Così lascio le antenne libere di sentire e vago per la piazza fotografando vecchie zoppe e canini di piccola taglia. Altro che le Api. E la ricerca paga perché trovo Darione, un gay di settant’anni sui 150 kg. Tre stomaci, pazzo, sguardo spiritato, mi fa mille domande, gli offro il caffè e mi dice che era un pezzo grosso di Pontedera, poi cominciamo a parlare di Istanbul che c’andava negli anni Ottanta e un taxi lo portava al mercato del sesso o al bagno turco e lì era tutto un groviglio di corpi, di odori, ma che ora si è rotto le palle di tutto. Ha le unghie nere, dita enormi, un vecchio cellulare Nokia, sembra un barbone. Eppure è stupendo, pieno di vita, totalmente fuori contesto, logorroico. Gliene frega un cazzo delle Api e a me quanto lui. E questo mi fa sentire che non sono solo. Un altro pazzoide ci punta e sento che vorrebbe partecipare alla discussione, sembra Scamarcio strafatto, coi baffi, tutto sporco. Però parlotta da solo, gesticola, ridacchia e se ne va. Meglio, perché mi faceva paura. Darione mi parla delle donne, che gli raccontano la messa e lo annoiano, o degli uomini, invasati con la topa e il calcio.

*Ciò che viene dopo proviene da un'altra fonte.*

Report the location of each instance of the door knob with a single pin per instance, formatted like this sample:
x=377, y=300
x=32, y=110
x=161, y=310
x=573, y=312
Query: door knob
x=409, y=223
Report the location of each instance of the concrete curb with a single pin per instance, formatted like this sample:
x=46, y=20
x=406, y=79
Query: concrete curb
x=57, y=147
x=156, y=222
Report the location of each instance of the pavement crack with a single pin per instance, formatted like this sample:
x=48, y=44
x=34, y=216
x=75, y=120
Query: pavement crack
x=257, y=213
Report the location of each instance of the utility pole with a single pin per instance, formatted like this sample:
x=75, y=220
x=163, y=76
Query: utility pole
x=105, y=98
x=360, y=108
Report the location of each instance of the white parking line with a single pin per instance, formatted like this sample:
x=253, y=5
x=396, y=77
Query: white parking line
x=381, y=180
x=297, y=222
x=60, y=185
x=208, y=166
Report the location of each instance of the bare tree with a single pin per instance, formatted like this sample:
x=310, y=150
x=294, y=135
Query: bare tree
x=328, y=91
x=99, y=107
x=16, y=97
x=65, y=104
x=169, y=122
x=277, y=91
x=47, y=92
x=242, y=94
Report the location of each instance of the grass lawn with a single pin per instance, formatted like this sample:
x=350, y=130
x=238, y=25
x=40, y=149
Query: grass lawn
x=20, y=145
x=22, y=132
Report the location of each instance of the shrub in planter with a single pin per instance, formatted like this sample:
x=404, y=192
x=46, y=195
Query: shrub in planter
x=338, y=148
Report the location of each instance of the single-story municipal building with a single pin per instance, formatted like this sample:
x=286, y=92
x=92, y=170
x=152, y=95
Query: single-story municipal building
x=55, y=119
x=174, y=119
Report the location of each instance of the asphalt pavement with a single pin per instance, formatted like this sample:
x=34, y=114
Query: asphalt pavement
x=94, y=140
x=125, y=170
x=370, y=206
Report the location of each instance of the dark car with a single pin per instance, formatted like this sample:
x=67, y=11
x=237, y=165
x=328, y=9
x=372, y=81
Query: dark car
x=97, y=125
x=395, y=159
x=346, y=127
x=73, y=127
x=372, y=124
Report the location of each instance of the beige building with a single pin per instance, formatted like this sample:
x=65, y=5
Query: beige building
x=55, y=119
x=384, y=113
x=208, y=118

Ma a lui lo entusiasmano solo i cazzi e questo me lo rende simpatico. Ci vogliono le palle per essere gay a Pontedera il giorno del raduno dell’Ape, così lontano dal Pride, dalle sfilate, dai salotti colti.

E così e solo così, sento che venire qui ha avuto un senso. Con buona pace per gli apisti, che comunque amo, figli di un creatore spietato che ci ha messi tutti assieme e poi divisi.